The web of B. insignis is a messy-looking construct of irregular sail-like shapes. There is a funnel-shaped, silken retreat, usually in the middle or corner of the web, where the spider spends most of its time waiting for prey. The female spider never leaves the web unless forced to. They seem quite attached to their location, rarely changing the position of their webs and because of this, old webs can be quite messy, often with small objects or dust stuck in them. At night the spider comes out to repair and add to the web, often just adding new silk over the old. Males, when ready to mate, go in search of females. The male plucks the web of the female to attract her attention. Once the male has made sure that the female will be receptive, he will approach and inseminate her with his palps. They may then stay together for several days and may mate again several times.

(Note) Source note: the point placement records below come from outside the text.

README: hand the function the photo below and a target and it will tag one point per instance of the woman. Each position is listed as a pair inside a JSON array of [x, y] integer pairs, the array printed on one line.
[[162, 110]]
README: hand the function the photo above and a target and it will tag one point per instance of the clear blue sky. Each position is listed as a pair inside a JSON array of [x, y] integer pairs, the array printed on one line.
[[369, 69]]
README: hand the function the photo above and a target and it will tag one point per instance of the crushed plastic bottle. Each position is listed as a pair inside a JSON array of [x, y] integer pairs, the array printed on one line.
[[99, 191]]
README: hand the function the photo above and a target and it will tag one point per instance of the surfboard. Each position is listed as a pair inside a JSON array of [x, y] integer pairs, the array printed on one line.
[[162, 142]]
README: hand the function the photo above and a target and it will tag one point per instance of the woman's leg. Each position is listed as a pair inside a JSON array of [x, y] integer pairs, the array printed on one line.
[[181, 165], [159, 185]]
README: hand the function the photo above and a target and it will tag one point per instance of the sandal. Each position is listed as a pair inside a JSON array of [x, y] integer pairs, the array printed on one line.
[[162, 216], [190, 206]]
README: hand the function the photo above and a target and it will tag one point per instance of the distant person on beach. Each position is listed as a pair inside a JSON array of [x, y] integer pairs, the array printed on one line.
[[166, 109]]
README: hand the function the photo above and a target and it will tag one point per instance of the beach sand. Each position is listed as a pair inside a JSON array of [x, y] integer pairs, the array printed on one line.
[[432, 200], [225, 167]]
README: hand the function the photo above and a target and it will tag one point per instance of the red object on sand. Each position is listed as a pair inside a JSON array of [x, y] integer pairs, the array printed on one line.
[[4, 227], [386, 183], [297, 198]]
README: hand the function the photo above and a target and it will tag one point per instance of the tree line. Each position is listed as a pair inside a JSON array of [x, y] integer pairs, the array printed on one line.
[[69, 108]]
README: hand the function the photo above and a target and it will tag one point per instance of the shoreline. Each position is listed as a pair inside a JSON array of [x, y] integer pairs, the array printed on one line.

The female constructs several white silk egg sacs, which are secured within the web retreat. The female stays with the eggs until they hatch. The spiderlings may then disperse or remain in the web of the mother for some time, catching the smaller prey that the larger spider would ignore.

Predators include the white-tailed spider, as well as parasitic wasps and flies.

==Bite==

Black house spiders are venomous but are not considered dangerous. They are timid and bites from them are infrequent. The bite may be excruciatingly painful and cause local swelling. Symptoms such as nausea, vomiting, sweating, and dizziness are occasionally recorded. In a few cases, skin lesions (arachnogenic necrosis) have developed after multiple bites.

==Distribution and habitat==

B. insignis is native to Australia and has been introduced to New Zealand and Japan. It is widely distributed throughout Australia and New Zealand. In their natural habitat, they are usually found on rough-barked trees, whereas inside buildings they are often found in corners, around windows and doorways, or where other light sources may attract prey insects. The related B. longinqua may be found in similar locations, but is more often found outdoors.